Devemos, portanto, estar cônscios do nosso dever no sentido de despertar e desenvolver estas qualidades nobres e de nos proteger contra a sentimentalidade doentia. "Se a guerra sangrenta é um espetáculo horrível, isto deve nos advertir para a colocarmos em um plano superior e não para, por um falso sentimentalismo, embotarmos nossas próprias espadas, pois pode surgir um inimigo cuja a espada ainda esteja afiada." As condições mundiais certamente não são como as atuais (1911) para encorajar-nos a pensar que conflitos armados entre nações são uma coisa do passado. Já pudemos ver em nosso próprio país (Alemanha) os efeitos das doutrinas enganosas do pacifismo, agora tão amplamente difundidas, e fomos cruelmente punidos por isto. As fracas teorias filantrópicas que controlavam as classes mais altas de nosso povo em 1806 foram em muito responsáveis pelos desastres ocorridos naquele ano. Muitos dessa geração haviam perdido totalmente a compreesão da realidade da guerra e do verdadeiro sentido da atividade militar, porém recordaram-se dos mesmos nos anos de dominação estrangeira.

Heinrich von Treitschke caracteriza extraordinariamente o desastre de 1806 quando diz que ainda hoje o sentimos, em meio à nossa gloriosa história militar (1911), "como um sofrimento pessoal". A partir disto, devemos nos prevenir contra as tendências que nos desviam dos verdadeiros objetivos de nossa profissão. Tais tendências manifestam-se de diversas formas. Algumas vezes, encontram-se ocultas em meio a nuvens de uma pseudofilosofia, enfraquecendo nossa noção do dever militar, destruindo nosso prazer pelo trabalho e até mesmo nos sugerindo que aquilo pelo que trabalhamos já está obsoleto.

Não há melhor proteção contra essas influências do que a vigorosa ética de Clausewitz. O seu trabalho é baseado na experiência de uma época que assistiu à súbita queda e à rápida e estarrecedora ascensão de nosso país. Em 1813, Clausewitz viu o serviço universal desenvolver-se a partir das necessidades da guerra. O nosso dever, hoje, é manter as valiosas qualidade militares que surgiram no nosso exército nacional naquela época e que,  três gerações depois, nos inspiraram em três guerras vitoriosas. É nosso dever treinar essa "nação em armas" para a guerra moderna. Portanto, devemos nos empenhar em desenvolver uma sinceridade de propósitos quanto a isso, apesar das tendências desagregadoras dos tempos. O estabelecimento de uma crença nacional na necessidade suprema de se obter a vitória na guerra deve ser o verdadeiro objetivo na nossa vida, pois esta convicção é a essência de um caráter militar.

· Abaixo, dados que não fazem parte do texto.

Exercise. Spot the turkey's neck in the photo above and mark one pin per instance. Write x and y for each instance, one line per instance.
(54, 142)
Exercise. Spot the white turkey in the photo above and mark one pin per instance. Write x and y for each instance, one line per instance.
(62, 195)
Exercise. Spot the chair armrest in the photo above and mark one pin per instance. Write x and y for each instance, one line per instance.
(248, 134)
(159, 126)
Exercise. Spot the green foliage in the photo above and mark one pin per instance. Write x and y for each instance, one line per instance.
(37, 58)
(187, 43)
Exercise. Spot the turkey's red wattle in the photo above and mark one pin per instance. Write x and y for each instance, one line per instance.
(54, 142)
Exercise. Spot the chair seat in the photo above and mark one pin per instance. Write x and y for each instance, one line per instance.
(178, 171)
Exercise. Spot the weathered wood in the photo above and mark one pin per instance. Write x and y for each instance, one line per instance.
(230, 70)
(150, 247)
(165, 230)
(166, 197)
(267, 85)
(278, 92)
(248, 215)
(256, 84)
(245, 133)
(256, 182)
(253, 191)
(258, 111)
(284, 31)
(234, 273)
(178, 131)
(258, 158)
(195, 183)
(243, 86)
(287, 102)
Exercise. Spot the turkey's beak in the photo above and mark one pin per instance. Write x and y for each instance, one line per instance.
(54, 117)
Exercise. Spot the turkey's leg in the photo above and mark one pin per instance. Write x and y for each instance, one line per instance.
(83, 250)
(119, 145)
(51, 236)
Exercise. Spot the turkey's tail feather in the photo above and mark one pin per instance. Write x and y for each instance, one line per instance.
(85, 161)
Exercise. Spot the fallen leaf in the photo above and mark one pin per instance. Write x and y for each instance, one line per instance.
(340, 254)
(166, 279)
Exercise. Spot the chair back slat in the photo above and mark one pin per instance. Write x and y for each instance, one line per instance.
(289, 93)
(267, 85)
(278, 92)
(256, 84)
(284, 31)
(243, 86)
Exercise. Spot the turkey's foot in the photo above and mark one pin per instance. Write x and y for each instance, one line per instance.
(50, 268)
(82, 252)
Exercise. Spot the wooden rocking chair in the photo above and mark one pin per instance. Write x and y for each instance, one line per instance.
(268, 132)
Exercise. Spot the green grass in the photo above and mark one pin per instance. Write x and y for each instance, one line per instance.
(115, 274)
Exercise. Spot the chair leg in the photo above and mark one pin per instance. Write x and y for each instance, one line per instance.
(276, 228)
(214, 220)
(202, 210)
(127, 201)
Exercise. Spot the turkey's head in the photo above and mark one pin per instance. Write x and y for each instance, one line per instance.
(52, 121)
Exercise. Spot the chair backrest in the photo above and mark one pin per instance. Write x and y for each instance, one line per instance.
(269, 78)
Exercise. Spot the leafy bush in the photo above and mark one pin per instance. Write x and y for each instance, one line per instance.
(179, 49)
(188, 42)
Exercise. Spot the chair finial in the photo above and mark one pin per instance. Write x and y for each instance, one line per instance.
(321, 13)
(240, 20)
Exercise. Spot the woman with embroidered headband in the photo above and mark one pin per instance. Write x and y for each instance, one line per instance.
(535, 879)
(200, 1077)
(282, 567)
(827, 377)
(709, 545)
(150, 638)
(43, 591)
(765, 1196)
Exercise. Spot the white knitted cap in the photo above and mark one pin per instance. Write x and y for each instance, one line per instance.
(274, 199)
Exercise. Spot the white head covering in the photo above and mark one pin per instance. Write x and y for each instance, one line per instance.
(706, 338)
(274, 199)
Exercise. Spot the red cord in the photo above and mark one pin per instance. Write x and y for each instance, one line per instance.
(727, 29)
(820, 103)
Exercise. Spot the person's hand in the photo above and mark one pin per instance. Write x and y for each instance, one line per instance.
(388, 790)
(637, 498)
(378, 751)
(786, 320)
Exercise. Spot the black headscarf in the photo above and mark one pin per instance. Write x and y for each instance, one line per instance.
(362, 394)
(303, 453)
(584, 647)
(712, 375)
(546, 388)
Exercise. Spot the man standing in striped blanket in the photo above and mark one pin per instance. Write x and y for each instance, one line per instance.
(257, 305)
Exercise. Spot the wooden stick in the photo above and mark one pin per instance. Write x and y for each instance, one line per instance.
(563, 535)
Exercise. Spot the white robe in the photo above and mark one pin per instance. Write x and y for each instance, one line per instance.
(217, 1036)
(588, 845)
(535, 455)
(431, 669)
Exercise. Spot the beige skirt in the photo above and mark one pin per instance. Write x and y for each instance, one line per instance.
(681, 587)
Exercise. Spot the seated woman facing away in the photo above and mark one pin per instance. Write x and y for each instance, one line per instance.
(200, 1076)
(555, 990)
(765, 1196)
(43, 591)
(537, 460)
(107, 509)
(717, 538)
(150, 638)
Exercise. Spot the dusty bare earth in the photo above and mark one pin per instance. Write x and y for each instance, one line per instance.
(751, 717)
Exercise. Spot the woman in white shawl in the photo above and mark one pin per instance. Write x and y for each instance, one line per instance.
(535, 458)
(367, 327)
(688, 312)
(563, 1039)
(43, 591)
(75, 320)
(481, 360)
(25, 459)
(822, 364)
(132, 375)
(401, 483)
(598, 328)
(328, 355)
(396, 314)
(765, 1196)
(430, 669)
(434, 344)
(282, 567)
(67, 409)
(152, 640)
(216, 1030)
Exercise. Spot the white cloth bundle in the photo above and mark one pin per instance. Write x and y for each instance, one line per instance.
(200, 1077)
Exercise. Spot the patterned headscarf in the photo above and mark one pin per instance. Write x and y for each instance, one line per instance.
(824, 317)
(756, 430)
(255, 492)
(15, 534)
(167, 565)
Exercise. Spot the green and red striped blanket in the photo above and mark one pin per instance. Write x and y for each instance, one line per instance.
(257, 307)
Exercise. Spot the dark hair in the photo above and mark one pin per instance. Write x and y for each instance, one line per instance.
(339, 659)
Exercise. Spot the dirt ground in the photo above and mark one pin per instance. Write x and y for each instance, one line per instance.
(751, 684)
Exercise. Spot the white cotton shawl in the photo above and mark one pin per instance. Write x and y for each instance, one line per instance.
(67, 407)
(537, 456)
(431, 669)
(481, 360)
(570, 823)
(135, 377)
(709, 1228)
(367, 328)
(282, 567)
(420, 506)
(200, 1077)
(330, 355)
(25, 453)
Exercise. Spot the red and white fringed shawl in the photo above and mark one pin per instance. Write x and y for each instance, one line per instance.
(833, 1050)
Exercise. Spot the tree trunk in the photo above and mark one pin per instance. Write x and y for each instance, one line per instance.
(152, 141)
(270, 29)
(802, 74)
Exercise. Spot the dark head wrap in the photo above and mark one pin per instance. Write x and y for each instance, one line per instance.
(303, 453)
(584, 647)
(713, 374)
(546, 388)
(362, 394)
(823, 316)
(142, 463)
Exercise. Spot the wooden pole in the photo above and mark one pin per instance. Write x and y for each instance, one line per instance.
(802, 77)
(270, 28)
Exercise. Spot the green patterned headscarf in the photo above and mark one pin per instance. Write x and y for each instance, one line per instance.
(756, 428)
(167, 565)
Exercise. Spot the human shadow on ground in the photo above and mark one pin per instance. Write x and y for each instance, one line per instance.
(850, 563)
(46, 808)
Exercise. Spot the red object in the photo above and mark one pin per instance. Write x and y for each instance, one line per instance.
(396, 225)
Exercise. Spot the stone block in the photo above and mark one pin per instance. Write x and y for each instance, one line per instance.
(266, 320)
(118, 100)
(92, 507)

Os métodos que adotamos para realizar o nosso grande objetivo irão diferir tal como os métodos pelos quais esta convicção é formada em diferentes pessoas. Homens como Scharnhorst, Gneisenau, Lee, Moltke, adquiriram a capacidade de inspirar um grande empenho e auto-sacrifício nos outros através de uma autodisciplina rigorosa e de uma forte fé religiosa. A pureza de caráter destes homens era tão evidente que eles pareciam ser a encarnação do líder ideal formulado por Clausewitz. A religião destes homens era o mais autêntico cristianismo, e a partir dele adquiriam aquela humildade que os tornava fortes contra todas as dificuldades.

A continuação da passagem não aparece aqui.